Waterway problems continue as a result of reduction or elimination of maintenance funds for the waterways.

A case in point is the Atlantic Intracoastal Waterway, a protected, inland route from Boston to Miami.

The Charlotte (North Carolina) Observer published an article on the problem in April, echoing the fears of the entire inland waterways industry, and citing the fact that AIWA maintenance is not in the administration’s budget request for FY 2005.

Bottlenecks have been created by lack of dredging in various places in the waterway, specifically At Lockwoods Folly, North Carolina, where shoaling has effectively closed the waterway since December. Other shallow spots in North Carolina, at Carolina Beach Inlet at Beaufort, South Carolina, and Jekyll Island, Georgia are causing shippers to light-load their barges, nose into the bank to await high tide, or find other shipping methods.

The authorized depth of the AIW is 12 feet, but the low tide depth at Lockwoods Folly Inlet is six feet, and four feet near Camp Lejeune, North Carolina.

Shippers who need 12 feet of water run aground regularly in the channel. The Atlantic Intracoastal Waterway Association (AIWA) reports that one tow company owner estimates that his company has one grounding every 24 hours. Another cited annual repairs from damage resulting from improper depth cost them an average of $287,000 a year.

If it continues to be neglected, the AIW will disappear, at a phenomenal loss to the communities along the waterway, as well as the economy of the entire region. Included in this equation is the increase in emissions and stress on the roads if the waterway’s barge traffic is re-routed to land routes. One barge can carry 1,500 tons. It would take 58 trucks to carry the same amount.

The economy of the East Coast includes an immense recreational boating community, that is growing. This community uses the inland waterway, and all the states recognize these boaters as a major economic force.
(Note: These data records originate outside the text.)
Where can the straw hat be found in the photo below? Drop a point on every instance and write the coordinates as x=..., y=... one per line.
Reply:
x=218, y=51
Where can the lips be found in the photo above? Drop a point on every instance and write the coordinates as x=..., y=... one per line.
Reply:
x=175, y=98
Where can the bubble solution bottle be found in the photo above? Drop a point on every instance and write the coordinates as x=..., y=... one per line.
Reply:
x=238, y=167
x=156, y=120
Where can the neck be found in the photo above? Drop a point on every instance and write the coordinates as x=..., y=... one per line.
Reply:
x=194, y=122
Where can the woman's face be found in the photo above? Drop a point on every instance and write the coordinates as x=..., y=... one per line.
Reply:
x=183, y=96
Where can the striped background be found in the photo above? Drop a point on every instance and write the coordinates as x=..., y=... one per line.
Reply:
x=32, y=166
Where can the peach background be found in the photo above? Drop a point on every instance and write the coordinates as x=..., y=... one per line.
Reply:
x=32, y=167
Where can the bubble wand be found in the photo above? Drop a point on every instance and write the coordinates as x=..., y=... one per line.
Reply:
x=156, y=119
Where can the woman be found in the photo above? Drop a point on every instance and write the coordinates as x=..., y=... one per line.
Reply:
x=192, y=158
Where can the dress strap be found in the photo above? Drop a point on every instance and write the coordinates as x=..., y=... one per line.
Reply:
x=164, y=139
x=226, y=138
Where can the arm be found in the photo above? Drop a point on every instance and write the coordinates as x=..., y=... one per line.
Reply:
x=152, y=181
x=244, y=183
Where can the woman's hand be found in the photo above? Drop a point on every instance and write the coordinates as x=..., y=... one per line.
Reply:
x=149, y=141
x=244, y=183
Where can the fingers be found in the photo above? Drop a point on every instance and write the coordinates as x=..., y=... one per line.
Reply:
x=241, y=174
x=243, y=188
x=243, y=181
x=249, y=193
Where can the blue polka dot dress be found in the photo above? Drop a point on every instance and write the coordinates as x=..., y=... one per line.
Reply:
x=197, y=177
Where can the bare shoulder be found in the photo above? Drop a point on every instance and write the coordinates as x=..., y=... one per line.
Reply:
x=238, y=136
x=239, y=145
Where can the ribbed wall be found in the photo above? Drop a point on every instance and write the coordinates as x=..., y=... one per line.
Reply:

The rationale for leaving this waterway out of the budget is the specious ton-mile method of judging the value of a waterway. The Office of Management and Budget has adopted a standard of eliminating maintenance funds for waterways with less than one billion ton-miles of cargo. With a five-year average of 600 million ton-miles, the AIW falls short of this standard, and has been left out without regard to the economic impact of this course.